Needless to say, these are not the sort of people you turn to in a crisis.

More than one mother, way back in my days of writing about my concerns regarding the Ezzos’ teachings, insisted that they had the whole parenting thing down and would never have to deal with any problems because their one-year-old was already “characterized by first-time obedience”.

Needless to say, these are not the sort of people you turn to in a crisis.

Also, back in the day, there were certain online teachers, some of them leaders in their own churches, who thrived on controversy, who loved to declare their authority over anyone who commented on their blogs, who sounded convinced that they held a special corner on doctrinal correctness, and who loved to argue until they didn’t have the upper hand, in which case they banned people from their blogs.

Needless to say, these are not the sort of people you turn to in a crisis.

In May of this year, I went to a retreat. It was my second year going. I wouldn’t have missed it for the world. When my mother heard of my plans, she asked with some trepidation, “Is this the same retreat you went to last year? the one with the…troubled people?”

It’s always after the fact that I think of what I should have said. In this case, I should have said, “Yes, that one…because I am one of those troubled people.”

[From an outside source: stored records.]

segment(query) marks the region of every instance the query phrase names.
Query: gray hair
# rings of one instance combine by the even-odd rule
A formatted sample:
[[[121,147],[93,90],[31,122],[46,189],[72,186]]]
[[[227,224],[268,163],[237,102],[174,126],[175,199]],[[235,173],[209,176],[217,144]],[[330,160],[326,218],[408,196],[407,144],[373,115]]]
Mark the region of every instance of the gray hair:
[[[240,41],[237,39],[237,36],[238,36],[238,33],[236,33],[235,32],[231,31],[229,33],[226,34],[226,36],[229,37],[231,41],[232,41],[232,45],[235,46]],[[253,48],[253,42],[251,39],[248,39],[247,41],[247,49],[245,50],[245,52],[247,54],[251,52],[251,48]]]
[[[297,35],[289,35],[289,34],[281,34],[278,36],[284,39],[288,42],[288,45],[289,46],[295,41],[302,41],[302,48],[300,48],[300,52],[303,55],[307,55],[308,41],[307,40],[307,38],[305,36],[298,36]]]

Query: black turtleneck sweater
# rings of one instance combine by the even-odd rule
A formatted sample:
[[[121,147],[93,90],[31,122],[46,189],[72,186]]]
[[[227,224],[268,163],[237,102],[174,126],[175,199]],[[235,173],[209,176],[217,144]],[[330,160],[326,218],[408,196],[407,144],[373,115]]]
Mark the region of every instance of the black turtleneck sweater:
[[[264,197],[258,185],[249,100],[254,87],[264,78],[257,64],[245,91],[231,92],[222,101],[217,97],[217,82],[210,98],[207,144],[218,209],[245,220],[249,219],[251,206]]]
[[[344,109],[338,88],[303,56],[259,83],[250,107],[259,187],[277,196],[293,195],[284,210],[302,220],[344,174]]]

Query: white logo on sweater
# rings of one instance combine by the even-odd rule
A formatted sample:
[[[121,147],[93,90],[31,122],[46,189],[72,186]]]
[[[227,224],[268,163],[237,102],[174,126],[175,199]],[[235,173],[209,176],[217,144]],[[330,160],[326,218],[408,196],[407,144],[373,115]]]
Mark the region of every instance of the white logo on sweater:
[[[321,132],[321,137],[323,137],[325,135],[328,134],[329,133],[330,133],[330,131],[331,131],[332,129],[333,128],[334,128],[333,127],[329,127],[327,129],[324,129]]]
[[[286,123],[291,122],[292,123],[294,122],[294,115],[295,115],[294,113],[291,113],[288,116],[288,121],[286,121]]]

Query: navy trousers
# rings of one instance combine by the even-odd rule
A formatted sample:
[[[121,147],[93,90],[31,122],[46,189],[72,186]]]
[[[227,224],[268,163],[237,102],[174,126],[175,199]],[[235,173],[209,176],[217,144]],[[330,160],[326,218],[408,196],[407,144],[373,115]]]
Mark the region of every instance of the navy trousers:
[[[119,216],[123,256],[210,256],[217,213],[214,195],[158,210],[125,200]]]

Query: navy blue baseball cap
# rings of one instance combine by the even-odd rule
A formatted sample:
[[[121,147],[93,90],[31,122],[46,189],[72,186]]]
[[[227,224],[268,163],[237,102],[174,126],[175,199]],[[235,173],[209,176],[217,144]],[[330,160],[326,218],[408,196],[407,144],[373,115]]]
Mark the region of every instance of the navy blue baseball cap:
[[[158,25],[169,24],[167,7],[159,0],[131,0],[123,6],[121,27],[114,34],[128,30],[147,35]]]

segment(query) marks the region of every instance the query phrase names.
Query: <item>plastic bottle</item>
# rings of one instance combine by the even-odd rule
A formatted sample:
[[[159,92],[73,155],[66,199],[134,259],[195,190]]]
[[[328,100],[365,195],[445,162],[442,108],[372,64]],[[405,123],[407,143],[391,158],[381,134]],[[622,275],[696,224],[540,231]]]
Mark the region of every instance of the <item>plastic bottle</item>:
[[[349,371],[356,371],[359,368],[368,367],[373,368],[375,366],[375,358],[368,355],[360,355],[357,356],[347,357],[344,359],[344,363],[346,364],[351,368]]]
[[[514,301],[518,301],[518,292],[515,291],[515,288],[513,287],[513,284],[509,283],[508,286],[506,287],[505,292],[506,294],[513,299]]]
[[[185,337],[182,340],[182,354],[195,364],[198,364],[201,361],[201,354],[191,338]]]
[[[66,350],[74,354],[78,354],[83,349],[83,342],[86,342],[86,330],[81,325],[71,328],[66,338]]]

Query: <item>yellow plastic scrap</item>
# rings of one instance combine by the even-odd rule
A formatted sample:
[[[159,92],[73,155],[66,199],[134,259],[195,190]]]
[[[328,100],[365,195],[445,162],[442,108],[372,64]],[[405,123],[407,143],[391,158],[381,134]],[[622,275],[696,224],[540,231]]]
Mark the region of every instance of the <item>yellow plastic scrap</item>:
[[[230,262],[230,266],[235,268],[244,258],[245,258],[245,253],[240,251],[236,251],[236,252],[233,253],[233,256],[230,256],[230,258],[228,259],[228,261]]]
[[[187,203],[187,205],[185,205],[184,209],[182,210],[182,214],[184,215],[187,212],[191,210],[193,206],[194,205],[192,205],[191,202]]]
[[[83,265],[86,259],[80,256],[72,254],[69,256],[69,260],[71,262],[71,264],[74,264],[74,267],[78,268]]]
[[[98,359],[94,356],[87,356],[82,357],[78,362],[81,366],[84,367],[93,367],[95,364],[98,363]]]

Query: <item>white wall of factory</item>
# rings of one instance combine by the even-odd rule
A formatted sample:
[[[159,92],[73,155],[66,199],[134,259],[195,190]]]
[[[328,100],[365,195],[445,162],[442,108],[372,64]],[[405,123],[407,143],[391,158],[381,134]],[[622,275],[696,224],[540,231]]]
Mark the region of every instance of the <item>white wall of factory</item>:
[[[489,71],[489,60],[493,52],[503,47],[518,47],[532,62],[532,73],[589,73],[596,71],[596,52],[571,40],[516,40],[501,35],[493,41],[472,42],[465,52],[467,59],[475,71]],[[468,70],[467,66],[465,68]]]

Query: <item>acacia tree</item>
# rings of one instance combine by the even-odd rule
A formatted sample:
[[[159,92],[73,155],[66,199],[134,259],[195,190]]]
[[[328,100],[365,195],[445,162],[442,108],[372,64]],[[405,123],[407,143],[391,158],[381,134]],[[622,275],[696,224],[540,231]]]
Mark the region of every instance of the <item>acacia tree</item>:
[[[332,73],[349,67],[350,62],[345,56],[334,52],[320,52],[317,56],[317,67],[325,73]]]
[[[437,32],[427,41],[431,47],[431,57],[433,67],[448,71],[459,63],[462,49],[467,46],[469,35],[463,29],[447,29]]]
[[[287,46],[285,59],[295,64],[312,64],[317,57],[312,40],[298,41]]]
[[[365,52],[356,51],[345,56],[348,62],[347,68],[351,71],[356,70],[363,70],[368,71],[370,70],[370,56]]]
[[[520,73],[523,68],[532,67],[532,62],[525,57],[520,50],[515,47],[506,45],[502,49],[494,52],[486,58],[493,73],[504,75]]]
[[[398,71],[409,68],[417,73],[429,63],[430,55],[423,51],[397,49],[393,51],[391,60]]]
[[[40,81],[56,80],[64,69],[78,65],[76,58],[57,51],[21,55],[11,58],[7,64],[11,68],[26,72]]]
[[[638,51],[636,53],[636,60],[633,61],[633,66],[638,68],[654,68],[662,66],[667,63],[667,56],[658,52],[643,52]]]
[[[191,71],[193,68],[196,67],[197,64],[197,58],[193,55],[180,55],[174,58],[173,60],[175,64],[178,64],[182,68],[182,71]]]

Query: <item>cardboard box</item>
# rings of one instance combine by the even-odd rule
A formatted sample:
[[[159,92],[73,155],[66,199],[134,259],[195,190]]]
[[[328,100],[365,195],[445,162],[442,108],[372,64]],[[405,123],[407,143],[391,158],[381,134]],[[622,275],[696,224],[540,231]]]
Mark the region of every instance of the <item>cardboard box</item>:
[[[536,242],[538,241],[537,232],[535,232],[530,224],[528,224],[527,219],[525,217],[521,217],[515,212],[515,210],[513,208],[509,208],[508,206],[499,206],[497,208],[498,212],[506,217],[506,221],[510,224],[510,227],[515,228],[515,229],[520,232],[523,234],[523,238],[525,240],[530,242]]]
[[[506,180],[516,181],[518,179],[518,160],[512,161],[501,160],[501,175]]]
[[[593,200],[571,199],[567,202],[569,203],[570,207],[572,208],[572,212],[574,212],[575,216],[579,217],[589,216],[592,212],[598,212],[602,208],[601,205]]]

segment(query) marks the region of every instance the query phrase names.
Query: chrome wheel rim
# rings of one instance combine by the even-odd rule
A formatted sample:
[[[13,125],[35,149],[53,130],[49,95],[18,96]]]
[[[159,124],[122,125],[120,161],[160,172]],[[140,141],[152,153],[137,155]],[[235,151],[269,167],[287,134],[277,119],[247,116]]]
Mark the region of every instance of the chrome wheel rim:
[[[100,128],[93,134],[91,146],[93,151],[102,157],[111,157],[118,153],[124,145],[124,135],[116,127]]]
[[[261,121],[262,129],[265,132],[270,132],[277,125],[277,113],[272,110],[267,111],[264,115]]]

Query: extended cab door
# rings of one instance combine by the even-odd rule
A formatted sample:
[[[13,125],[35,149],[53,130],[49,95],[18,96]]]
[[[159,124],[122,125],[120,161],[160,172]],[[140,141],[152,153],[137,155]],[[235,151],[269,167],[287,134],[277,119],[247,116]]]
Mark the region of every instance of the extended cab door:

Jesus said, “In this world, you will have trouble…” Some people are just more honest and open about their trouble than others. Some people know what it is like to be broken, wounded, and lost. Some people know what it means to find joy after sorrow. Some people aren’t afraid of messes. Some people will let you grieve in ways that wouldn’t look pretty in a movie, and they will sit with you in your pain, without condemnation. Some people know the joy of finding hope after despair, and they share it with you. Some people will walk with you as you try to find your way out of the darkness, out of the deep waters, and they will carry you when you are tired. Some people are like beacons in the night. Some people will give you permission to fall apart if need be. Some people will let you be real, as real as real can be, without any pretense, without any self-protection, and their complete and total loving acceptance of you will be like a healing balm to your soul. Some people will love you so much and so obviously that they earn the right to speak painful truth into your life, and they will do it with tears in their eyes. Some people will, with a hug and some whispered words, give you hope to sustain and encourage you for another year.

There aren’t very many of those people, but I’ve been blessed beyond words to have found some.

Needless to say, those are the sort of people you turn to in a crisis.

And they are also the sort of people you turn to during times of joy and laughter, because they will celebrate with you like no one else will. They totally get the “rejoice with those who rejoice” part because they already have the weeping part down.

When I grow up, I want to be that sort of person.

And that’s what the church should be. Yes, doctrine is important, but not as important as being the living, breathing body of Christ, His Hands, His feet, His shoulder to cry on. One would think those who claim to have the corner on theological correctness would try to outdo everyone else in love, but I’ve found that not to be the case. Sometimes, when I’ve needed Him most, the image-bearer He sent to demonstrate His love didn’t even believe in Him.